The announcement meant 700 workers would be out of work
Posted at 5:00 AM, Feb 17, 2022
and last updated 2022-02-17 05:00:37-05

INDIANAPOLIS — RCA / Ariola workers had to face the music in February 1987 when company officials announced the record stamping plant on East 30th Street would cease operations. The announcement meant 700 workers would soon be out of a job.

The plant, which began pressing records in 1939, was the largest of three plants operated by RCA. However demand for vinyl records had plummeted in the mid 1980s thanks to the rise in popularity of cassette tapes and compact discs.

Former WRTV reporter Angela Cain talked with customers about changing preferences at an area music store on Feb. 6, 1987.

“I find CDs to be much more convenient,” said one customer. “CDs are higher priced, but I think it’s worth it in terms of the quality of the sound.”

That customer wasn’t the only one singing a different tune.

Former WRTV Reporter Gerry Dick took an in-depth look at the compact disc frenzy just a few months before the closure was announced.

Dick spoke with workers about the plant closure on Feb. 6, 1987.

“I haven’t had to look for a job in 20 years,” RCA employee Lonnie Compton said.

While the shutdown wasn’t music to anyone’s ears, it was a familiar song on the east side.

The RCA plant closing was one of several gloomy economic stories near the Shadeland Avenue corridor.

Western Electric shuttered its east side operations a few years earlier and just months after the RCA announcement, Chrysler announced the closure of its electrical components plant which sat across from the RCA plant.

The closures were a broken record of sorts for manufacturing on the city’s east side.

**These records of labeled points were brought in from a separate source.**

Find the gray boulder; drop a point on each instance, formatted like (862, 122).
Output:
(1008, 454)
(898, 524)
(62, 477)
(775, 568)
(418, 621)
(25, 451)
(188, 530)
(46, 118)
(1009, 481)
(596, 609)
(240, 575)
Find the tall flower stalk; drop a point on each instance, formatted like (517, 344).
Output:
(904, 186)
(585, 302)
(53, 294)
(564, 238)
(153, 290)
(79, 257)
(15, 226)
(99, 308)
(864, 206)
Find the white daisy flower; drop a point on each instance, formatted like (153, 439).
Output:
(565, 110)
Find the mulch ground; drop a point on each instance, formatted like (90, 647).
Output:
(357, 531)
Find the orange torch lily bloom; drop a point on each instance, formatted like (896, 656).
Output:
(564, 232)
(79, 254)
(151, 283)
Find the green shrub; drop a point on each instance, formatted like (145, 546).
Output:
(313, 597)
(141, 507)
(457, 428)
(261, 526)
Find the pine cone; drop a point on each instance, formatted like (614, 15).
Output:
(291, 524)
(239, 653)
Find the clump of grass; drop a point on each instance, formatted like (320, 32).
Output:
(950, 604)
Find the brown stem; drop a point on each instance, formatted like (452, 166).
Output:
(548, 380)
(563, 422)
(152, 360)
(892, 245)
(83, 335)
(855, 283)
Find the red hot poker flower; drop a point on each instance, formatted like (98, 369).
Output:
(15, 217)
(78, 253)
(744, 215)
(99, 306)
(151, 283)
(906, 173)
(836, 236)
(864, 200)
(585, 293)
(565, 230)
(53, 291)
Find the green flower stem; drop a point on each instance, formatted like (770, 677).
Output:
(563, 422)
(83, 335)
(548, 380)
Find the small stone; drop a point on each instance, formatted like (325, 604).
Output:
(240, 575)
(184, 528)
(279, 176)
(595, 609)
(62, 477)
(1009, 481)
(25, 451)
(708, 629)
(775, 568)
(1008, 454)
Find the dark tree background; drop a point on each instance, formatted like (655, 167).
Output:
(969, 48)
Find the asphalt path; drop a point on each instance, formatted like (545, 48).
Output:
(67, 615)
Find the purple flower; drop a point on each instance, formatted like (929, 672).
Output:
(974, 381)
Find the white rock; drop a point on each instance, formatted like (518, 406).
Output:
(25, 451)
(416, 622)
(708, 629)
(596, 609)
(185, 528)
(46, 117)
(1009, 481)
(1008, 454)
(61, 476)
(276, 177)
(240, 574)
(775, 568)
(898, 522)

Mayor Bill Hudnut said Indianapolis was caught between the industrial and information ages.

“We’ve got to recognize that a lot of the old blue-collar jobs are disappearing never to come back,” Hudnut said. “We have an obligation as a society and as a government to the people who are being laid off, who have 20-25 years in at a company, and need something else for their families.”

Federal dollars were allotted for job retraining programs, but the outlook for many workers was bleak.

“I know people laid off before me that still haven’t found a job,” Greg Posley said. “It doesn’t look at all promising.”

The plant shut down in January 1988.